AIE Tile Utilization Ratio

A Super Sample Rate operation creates multiple computation paths that are used to produce the output samples. Having multiple computation paths reduces the amount of computation required by each kernel.

The total number of FIR computation paths can be described with the following formula:

NUMBER_OF_COMPUTATION_PATHS = TP_CASC_LEN  * TP_SSR * TP_PARA_INTERP_POLY * TP_PARA_DECI_POLY

The FIR graph will try to split the requested FIR workload among the FIR kernels equally, which can mean that each kernel is tasked with a comparatively low computational effort.

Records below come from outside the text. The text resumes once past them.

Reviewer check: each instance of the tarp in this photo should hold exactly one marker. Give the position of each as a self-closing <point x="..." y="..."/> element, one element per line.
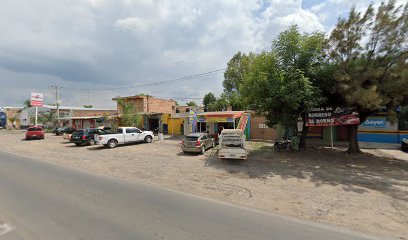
<point x="227" y="116"/>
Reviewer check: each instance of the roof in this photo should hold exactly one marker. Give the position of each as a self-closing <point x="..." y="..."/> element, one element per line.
<point x="142" y="97"/>
<point x="233" y="114"/>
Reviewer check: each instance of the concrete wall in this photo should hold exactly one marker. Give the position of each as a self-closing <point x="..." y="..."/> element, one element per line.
<point x="259" y="129"/>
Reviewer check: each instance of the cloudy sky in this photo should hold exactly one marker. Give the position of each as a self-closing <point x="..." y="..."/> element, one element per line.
<point x="112" y="47"/>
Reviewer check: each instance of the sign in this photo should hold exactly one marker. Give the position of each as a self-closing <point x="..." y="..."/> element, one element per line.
<point x="193" y="121"/>
<point x="329" y="116"/>
<point x="37" y="99"/>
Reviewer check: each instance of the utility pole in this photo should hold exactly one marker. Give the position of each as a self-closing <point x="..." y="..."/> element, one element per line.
<point x="55" y="87"/>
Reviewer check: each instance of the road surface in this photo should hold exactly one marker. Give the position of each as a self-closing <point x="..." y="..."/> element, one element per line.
<point x="39" y="200"/>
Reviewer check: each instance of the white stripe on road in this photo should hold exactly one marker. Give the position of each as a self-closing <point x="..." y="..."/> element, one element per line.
<point x="5" y="228"/>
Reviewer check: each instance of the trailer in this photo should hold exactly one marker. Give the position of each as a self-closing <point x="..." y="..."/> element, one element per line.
<point x="232" y="144"/>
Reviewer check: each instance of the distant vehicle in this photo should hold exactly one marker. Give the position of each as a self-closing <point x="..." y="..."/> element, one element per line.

In such a scenario, the bandwidth will be limited by the amount of ports, but the AIE tile utilization ratio (often defined as ratio of VMAC operations to cycles without VMAC operation) might be reduced.

For example, a 32 tap Single Rate FIR operating on a cint16 data type and int16 coefficients with TP_SSR set to 2 and a cascade length TP_CASC_LEN set to 2 will perform at the bandwidth close to 2 GSa/s (2 output stream paths). Each of the kernels will be tasked with computing only eight coefficients. The design will use eight FIR kernels mapped to eight AIE tiles to achieve that. However, a similarly configured FIR, a 32 tap Single Rate FIR operating on cint16 data type and int16 coefficients with TP_SSR set to 2, but without further cascade configuration (TP_CASC_LEN set to 1) would also perform at the bandwidth close to 2 GSa/s but only consume four kernels to achieve that.

Rate-changing FIR Throughput

For rate changers, the bandwidth of either the input or output port, depending on whether it is a decimator or an interpolator, can limit the throughput of the filter.
For example, an interpolator with an interpolation factor of 3 produces three times the number of outputs as inputs. However, the AIE stream port bandwidth is the same for the input and output.
Hence, if the output runs at maximum bandwidth, the input would need to run at 1/3rd its maximum bandwidth, and you are forced to underutilize the input stream of the filter at only 33 percent efficiency.
However, if you are able to split the operation of the interpolator over three kernels, broadcast the input stream to their inputs, and operate the kernels at maximum performance, it will be possible to use both the input and output bandwidths at their maximum bandwidths.